A retroactive run on the pre-T16-A tree confirms the upgrade catches the 2 SQL templates inside _query_log_table (the count + fetch queries). The current tree (post-T16-A) reports FIX-DYNAMIC = 0 across the repo — the upgrade did not surface any new bugs the static classifier missed.

Reproducing the audit

mkdir -p /tmp/brand_audit_rw

grep -rniE --include='*.py' \
'SELECT[[:space:]]+' \
servers_v2 servers \
> /tmp/brand_audit_rw/all_selects.txt

grep -rniE --include='*.py' \
'UPDATE[[:space:]]+(rgb\.|wallet\.|`[^`]+`\.)?[a-z_]+[[:space:]]+SET' \
servers_v2 servers \
> /tmp/brand_audit_rw/all_updates.txt

grep -rniE --include='*.py' \
'DELETE[[:space:]]+FROM[[:space:]]+' \
servers_v2 servers \
> /tmp/brand_audit_rw/all_deletes.txt

python3 tools/audit/brand_id_rw_classifier.py

Or use the wrapper:

make audit-brand-id-rw

CI runs the same Make target on every PR (see .github/workflows/brand-id-audit.yml); the classifier exits non-zero when RW FIX > 0 so a regression fails the build.
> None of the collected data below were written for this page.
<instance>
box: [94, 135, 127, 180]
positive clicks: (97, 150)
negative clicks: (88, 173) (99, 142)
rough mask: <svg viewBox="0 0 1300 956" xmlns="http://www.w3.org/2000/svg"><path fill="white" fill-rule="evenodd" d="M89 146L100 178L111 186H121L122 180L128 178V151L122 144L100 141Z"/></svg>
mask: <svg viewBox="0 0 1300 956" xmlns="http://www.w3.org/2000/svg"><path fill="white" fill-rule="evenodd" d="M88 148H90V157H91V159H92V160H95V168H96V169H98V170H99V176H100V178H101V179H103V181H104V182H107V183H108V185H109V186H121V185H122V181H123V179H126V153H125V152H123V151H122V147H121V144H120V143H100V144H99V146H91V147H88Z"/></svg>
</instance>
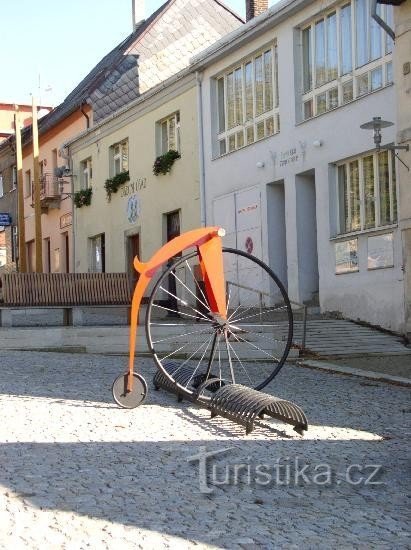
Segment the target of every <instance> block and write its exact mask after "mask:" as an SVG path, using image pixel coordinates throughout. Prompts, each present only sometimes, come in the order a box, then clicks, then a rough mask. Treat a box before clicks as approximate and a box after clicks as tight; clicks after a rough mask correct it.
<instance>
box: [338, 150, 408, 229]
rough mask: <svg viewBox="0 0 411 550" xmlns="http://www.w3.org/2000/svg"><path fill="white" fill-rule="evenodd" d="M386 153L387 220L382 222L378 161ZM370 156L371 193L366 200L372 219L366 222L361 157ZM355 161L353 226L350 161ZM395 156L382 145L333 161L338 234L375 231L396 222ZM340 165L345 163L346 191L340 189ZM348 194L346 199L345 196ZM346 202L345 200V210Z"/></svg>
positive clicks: (365, 200)
mask: <svg viewBox="0 0 411 550" xmlns="http://www.w3.org/2000/svg"><path fill="white" fill-rule="evenodd" d="M384 154H387V160H388V193H389V210H390V219H389V221H388V222H386V223H381V185H380V183H381V182H380V165H379V159H380V156H381V155H384ZM369 157H372V168H373V195H372V196H371V197H370V198H369V201H371V202H372V203H373V205H374V206H373V210H374V223H373V224H372V225H368V223H367V220H366V206H367V196H366V189H365V177H364V160H365V159H368V158H369ZM355 162H357V163H358V178H359V228H358V229H357V228H355V229H352V204H351V202H352V200H353V199H354V197H353V192H352V189H351V174H350V165H351V164H353V163H355ZM395 163H396V159H395V155H394V153H393V152H392V151H390V150H387V149H382V150H380V151H370V152H368V153H364V154H362V155H359V156H356V157H352V158H349V159H346V160H344V161H343V162H339V163H337V164H336V199H337V200H336V203H337V237H340V236H344V235H352V234H358V233H364V232H369V231H378V230H380V229H386V228H390V227H392V226H396V225H397V224H398V206H397V203H398V191H397V185H398V183H397V178H396V174H397V169H396V165H395ZM341 167H345V178H346V192H344V191H343V192H342V191H341V188H342V187H344V186H343V184H342V181H341V179H340V173H342V170H340V168H341ZM346 197H348V199H347V198H346ZM345 202H346V203H347V206H348V208H347V213H346V211H345Z"/></svg>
After every fix batch, re-run the greps and confirm the bucket counts move toward the target steady state:

target steady state:
SELECT: FIX=0 FIX-TEST=0 OK ≥ 297 (was FIX=235, FIX-TEST=3, OK=62)
UPDATE: FIX=0 FIX-TEST=0 OK ≥ 101 (was FIX=88, FIX-TEST=0, OK=13)
DELETE: FIX=0 FIX-TEST=0 OK ≥ 28 (was FIX=27, FIX-TEST=0, OK=1)

post-Batch B intermediate state:
SELECT: FIX=209 FIX-TEST=3 OK=92
UPDATE: FIX=81 FIX-TEST=0 OK=24
DELETE: FIX=26 FIX-TEST=0 OK=2

If a new FIX entry appears that is not in the manifest above, treat it as a regression — a brand-scoped read/mutation/delete was added without a brand_id predicate between this baseline and the present commit.

Why the previous rounds missed sites

Every cross-review from T6 through T13 audited INSERT INTO and insert(<Model>) exclusively. The cross-brand exploit shape — guess a guid for a row owned by another brand and SELECT/UPDATE/DELETE it — never showed up in the INSERT audit because INSERTs always run with the writer's brand context attached. The reads/mutations/deletes are where guid guessing turns into actual cross-brand data exfiltration or mutation.

T14-A makes the migration table list the canonical source of truth for the RW path too: the classifier reads RGB_SCHEMA_TABLES + WALLET_SCHEMA_TABLES directly from 0024a_add_brand_id_nullable.py so adding a new brand-scoped table to the migration automatically extends the audit's coverage.

Last Verified Commit

934d47f4 (post-T16-C; T15-A..E swept the entire 316-site deferred RW backlog → make audit-brand-id-rw reports FIX=0 + FIX-TEST=0; T16-A closed the CR9 admin_service Critical+Important findings; T16-B fail-loud-converted every conditional brand predicate in wallet_service; T16-C extended the classifier with the new FIX-DYNAMIC class to detect helper-style queries). Phase 16 dry-run gate (tools/multi_brand_backfill/phase16_dryrun.py) now reports GO on the RW dimension.